The other week I listened to an HR person from one of the world’s top consultancy companies (by turnover, not results) tell of recent research of 1.4 million employees across 80,000 workgroups where the primary finding was that the highest performing groups were those where members were allowed to perform to their core strengths. Seriously. They could have got the same information by asking for the opinion of the coach of the local under 10s team where the coach chooses who plays where, while players collaborate and complement each other in playing to strengths while covering individual weaknesses. It’s pretty basic stuff – but surprisingly uncommon in the workplace, where employees are told to get better at what they’re not good at but rarely allowed to do what they’re best at more often while being supported by other employees who are good at the other things. It’s why great teams work. No rocket surgery involved.
Team ahead of individual
A hallmark of great teams is that the people within the team know that they are better off by being in the team, while holding themselves accountable for their own contribution. As soon as one person feels they are being held back, excluded, unsupported, incapable of performing, their goals don’t match team goals, or their approach doesn’t match that of the team, it’s best that change occurs straight away. We’ve all seen the damage caused when “heroes”, instead of sacrificing themselves for the team, sacrifice the team for themselves. It’s culturally cancerous in both sport and business. No-one is bigger than the team – even the star player and especially the leader.

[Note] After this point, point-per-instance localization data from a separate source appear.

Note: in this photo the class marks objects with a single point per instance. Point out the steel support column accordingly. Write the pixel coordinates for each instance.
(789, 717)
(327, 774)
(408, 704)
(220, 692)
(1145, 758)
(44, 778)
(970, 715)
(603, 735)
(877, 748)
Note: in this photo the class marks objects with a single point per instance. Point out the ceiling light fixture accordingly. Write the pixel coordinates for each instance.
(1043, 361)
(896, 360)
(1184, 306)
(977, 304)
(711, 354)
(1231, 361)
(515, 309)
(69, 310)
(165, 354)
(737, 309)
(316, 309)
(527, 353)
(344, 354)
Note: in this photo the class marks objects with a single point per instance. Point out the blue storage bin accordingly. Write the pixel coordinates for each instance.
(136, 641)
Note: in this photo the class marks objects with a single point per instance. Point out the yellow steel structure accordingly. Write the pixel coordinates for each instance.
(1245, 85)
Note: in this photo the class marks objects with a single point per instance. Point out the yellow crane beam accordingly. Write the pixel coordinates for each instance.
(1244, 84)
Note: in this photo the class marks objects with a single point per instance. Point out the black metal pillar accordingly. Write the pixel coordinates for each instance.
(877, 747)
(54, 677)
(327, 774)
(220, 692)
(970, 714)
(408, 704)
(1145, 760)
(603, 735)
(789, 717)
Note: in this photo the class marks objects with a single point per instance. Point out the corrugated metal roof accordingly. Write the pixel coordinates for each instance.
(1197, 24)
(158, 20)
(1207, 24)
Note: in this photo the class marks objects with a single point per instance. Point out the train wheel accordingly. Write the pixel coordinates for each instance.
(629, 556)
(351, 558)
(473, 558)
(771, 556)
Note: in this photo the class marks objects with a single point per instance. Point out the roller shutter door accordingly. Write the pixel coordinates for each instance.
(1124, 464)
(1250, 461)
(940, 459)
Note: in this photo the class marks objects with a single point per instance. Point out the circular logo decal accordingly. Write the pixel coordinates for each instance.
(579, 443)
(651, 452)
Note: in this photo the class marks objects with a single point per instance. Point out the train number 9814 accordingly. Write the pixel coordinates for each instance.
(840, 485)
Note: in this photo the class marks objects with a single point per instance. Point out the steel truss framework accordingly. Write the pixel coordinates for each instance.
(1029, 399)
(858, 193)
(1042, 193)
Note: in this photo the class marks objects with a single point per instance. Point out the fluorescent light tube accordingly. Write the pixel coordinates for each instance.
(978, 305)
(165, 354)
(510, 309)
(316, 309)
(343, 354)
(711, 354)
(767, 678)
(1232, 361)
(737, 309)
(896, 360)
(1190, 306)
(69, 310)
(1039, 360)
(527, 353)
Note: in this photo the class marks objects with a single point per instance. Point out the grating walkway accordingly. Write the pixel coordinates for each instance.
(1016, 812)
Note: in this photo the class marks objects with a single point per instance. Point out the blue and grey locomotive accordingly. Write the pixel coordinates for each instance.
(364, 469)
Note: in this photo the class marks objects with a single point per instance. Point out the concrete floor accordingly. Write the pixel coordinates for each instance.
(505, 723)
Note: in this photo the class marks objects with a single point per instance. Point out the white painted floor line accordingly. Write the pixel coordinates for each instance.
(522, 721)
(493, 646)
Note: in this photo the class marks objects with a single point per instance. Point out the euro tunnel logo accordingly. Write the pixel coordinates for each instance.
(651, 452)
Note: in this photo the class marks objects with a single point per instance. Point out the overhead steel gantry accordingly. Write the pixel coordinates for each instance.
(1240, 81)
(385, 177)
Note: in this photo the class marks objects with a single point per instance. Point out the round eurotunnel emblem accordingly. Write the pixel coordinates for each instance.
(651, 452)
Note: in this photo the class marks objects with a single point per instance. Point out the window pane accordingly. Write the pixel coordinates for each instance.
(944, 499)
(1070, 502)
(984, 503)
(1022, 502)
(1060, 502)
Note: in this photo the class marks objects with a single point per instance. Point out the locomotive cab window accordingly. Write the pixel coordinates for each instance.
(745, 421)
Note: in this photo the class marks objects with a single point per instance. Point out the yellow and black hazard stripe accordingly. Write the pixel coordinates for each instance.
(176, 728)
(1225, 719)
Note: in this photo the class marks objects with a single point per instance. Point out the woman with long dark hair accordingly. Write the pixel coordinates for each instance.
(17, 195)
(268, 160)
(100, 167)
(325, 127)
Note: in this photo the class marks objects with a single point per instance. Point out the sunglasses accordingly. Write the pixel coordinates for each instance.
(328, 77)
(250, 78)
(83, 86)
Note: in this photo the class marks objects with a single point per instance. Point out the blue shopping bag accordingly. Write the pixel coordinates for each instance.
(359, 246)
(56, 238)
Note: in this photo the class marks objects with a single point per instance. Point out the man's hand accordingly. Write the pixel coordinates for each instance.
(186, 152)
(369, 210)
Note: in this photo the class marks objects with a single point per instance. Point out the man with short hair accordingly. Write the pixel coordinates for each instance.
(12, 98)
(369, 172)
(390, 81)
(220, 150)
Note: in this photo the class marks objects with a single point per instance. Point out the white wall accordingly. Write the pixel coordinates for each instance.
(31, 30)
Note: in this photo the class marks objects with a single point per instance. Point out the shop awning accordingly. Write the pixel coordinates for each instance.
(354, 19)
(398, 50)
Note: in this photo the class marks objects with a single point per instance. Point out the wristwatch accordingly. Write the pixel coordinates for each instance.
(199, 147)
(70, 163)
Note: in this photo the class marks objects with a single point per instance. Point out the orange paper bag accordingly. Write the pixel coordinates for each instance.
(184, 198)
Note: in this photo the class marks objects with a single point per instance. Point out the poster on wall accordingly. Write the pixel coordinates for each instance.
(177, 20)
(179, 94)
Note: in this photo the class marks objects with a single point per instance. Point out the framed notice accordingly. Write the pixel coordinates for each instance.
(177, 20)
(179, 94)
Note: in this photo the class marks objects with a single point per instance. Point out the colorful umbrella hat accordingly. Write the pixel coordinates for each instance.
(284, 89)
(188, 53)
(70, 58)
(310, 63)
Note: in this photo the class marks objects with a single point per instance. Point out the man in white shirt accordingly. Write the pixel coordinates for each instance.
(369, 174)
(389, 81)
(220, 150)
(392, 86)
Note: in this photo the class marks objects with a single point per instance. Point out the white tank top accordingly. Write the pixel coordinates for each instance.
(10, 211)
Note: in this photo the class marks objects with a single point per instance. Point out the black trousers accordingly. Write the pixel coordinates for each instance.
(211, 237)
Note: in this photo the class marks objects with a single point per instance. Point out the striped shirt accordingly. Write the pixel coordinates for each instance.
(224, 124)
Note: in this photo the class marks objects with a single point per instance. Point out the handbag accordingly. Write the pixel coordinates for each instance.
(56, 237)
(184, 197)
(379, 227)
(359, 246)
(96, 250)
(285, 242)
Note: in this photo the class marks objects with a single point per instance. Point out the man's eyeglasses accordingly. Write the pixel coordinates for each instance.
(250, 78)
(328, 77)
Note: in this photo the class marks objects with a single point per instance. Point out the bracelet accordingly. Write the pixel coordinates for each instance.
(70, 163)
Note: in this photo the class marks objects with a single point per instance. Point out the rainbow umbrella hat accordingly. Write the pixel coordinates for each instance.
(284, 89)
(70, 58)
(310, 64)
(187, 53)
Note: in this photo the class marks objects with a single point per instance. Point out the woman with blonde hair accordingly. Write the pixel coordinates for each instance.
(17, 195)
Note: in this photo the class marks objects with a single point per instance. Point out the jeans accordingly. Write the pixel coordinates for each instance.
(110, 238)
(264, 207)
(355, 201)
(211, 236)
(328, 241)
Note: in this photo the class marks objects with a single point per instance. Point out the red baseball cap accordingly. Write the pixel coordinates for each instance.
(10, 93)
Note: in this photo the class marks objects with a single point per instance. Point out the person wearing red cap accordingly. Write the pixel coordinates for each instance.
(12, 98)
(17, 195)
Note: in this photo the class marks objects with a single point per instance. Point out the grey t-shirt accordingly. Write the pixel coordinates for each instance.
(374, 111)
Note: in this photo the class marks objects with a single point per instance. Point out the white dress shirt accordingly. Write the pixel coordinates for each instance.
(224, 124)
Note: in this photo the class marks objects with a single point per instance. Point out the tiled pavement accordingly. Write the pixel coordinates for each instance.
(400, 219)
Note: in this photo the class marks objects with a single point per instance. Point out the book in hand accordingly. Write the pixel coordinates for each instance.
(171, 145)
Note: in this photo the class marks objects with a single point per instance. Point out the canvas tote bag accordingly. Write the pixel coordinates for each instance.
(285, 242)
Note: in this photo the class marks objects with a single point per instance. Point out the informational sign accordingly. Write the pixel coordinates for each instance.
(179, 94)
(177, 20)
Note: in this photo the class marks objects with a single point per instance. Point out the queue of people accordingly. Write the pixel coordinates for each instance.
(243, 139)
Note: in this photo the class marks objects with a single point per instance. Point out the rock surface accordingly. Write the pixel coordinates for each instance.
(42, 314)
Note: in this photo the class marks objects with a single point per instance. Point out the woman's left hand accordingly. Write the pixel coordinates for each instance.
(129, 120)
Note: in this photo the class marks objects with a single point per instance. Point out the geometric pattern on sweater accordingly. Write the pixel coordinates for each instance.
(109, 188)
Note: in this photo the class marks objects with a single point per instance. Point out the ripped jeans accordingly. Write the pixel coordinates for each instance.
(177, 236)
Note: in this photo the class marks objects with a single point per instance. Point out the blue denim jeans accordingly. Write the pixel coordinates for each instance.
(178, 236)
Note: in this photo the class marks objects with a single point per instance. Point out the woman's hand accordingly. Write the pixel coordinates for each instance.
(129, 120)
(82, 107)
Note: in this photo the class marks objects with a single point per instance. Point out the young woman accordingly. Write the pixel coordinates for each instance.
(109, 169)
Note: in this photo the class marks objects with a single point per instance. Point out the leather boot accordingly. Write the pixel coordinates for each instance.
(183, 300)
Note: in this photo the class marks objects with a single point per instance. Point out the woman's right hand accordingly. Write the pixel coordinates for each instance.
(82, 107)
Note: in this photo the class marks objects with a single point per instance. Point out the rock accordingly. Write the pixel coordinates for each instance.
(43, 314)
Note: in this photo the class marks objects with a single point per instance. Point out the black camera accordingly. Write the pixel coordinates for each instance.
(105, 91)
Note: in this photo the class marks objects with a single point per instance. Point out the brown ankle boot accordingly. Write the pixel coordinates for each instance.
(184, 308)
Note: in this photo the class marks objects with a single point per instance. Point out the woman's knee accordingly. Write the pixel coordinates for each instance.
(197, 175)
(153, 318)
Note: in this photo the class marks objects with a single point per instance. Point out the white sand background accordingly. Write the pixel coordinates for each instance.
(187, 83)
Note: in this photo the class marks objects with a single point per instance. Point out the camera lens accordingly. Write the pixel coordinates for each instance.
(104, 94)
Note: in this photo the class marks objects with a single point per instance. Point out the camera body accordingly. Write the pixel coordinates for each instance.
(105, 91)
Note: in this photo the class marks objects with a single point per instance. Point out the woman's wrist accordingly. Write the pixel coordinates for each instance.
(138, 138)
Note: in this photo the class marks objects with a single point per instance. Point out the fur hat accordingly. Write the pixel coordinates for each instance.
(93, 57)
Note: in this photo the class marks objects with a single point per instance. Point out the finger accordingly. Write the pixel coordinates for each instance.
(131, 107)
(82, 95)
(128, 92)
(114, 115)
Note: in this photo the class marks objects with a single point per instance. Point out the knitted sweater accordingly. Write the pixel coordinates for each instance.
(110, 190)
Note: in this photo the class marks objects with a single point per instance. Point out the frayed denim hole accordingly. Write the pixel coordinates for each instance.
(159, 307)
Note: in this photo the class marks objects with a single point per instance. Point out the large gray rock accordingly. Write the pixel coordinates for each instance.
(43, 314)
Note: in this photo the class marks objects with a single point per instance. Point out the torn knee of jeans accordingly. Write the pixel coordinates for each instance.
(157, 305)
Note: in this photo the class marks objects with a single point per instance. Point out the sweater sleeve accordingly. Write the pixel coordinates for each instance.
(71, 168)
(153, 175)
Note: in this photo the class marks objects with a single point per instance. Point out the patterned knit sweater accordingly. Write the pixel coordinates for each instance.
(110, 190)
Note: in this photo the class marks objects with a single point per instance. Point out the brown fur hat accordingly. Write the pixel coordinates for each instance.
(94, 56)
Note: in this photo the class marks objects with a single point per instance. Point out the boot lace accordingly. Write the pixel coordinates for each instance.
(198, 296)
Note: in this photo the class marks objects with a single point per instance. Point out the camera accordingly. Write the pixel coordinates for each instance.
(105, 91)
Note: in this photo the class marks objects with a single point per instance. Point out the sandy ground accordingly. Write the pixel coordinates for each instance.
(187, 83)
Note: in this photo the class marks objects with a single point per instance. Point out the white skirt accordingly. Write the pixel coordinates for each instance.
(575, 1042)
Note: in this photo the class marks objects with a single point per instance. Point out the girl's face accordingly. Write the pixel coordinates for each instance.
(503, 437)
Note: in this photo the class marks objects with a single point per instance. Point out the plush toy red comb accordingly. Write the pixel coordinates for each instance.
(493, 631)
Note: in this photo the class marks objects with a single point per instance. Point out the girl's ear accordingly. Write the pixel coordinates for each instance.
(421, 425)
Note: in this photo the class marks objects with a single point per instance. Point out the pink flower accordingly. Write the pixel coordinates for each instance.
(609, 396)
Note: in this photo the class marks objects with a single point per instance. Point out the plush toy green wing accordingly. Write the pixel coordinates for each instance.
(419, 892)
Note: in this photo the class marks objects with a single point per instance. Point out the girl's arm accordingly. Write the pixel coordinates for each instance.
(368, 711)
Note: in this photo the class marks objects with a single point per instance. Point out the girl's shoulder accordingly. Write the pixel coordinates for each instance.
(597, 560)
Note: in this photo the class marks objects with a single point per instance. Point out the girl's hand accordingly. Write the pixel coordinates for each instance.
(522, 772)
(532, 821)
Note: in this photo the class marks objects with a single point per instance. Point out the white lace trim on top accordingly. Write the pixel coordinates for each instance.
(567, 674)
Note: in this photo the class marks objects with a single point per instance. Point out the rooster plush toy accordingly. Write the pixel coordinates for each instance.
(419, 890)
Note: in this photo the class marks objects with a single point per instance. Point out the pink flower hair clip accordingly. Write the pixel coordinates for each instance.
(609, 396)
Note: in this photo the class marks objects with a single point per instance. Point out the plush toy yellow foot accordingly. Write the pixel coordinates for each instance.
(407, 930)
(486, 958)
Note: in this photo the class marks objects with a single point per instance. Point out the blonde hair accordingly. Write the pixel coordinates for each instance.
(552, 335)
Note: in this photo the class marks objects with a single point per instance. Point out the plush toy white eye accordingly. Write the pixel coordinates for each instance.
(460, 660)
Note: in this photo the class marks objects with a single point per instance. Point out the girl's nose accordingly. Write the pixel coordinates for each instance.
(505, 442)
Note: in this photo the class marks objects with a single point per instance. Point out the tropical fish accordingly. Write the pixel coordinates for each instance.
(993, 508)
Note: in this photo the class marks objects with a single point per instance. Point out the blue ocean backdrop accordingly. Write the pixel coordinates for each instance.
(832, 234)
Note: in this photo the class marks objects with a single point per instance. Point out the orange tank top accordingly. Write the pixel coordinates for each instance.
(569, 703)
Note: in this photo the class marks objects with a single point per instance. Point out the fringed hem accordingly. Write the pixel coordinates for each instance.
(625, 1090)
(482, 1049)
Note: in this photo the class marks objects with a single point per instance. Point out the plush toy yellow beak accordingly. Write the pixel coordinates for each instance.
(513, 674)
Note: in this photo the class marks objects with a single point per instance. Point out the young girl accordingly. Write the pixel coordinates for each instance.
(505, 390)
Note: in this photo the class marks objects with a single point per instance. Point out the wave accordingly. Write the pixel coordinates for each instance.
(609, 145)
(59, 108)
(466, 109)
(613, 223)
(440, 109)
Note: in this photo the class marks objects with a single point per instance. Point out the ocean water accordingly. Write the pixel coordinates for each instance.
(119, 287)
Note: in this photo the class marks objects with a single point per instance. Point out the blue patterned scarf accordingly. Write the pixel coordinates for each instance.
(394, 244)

Despite the positional power granted by their title, sporting captains really only have the power granted to them by their peers, so in building winning teams they have to be worthy of (at least) respect, trust and followship; continually renewing that right through selfless dedication and example in pursuit of goals, adherence to values and personal and interpersonal behaviours. A leader of a sporting team who seeks to take credit, shed blame and abuse positional power is unlikely to last, let alone succeed – but isn’t it interesting (or frustrating) that so many people in professional leadership roles do exactly these things and expect to succeed because of, rather than despite, them?
Teams as purposeful social systems
Sporting teams are more social than work teams – and all the better for it. We are more trusting, committed to and likely to sacrifice for those with whom we have a personal connection and bond of affection – and who we know would do the same for us. Trust and mutual commitment are not just nice words, they are infectious habits. Can you imagine a successful sporting team with the same level of mutual care, trust and commitment shown in most workplaces? Me either.
Excuses, reasons, poor umpiring, bad luck and a myriad of other elements may help to explain poor performance, but in the end the success of the team is ultimately measured by the scoreboard. Accept, it, understand why it is, celebrate it if appropriate, and then move on. The challenge for business can often be in deciding what the score board should be measuring.
This is not the first time sport and business have been compared – many ex-sportspeople get regular business speaking gigs and the competitive similarities have often been drawn. However, it seems that while the normal points of tactics, resilience, high standards and team make-up are important, in recognising natural human emotions and behaviours there is a lot to be said for developing teams as purposeful social systems where people work to common goals and individual strengths, sharing trust and a commitment to the success of self and others under leadership of example, selflessness and service.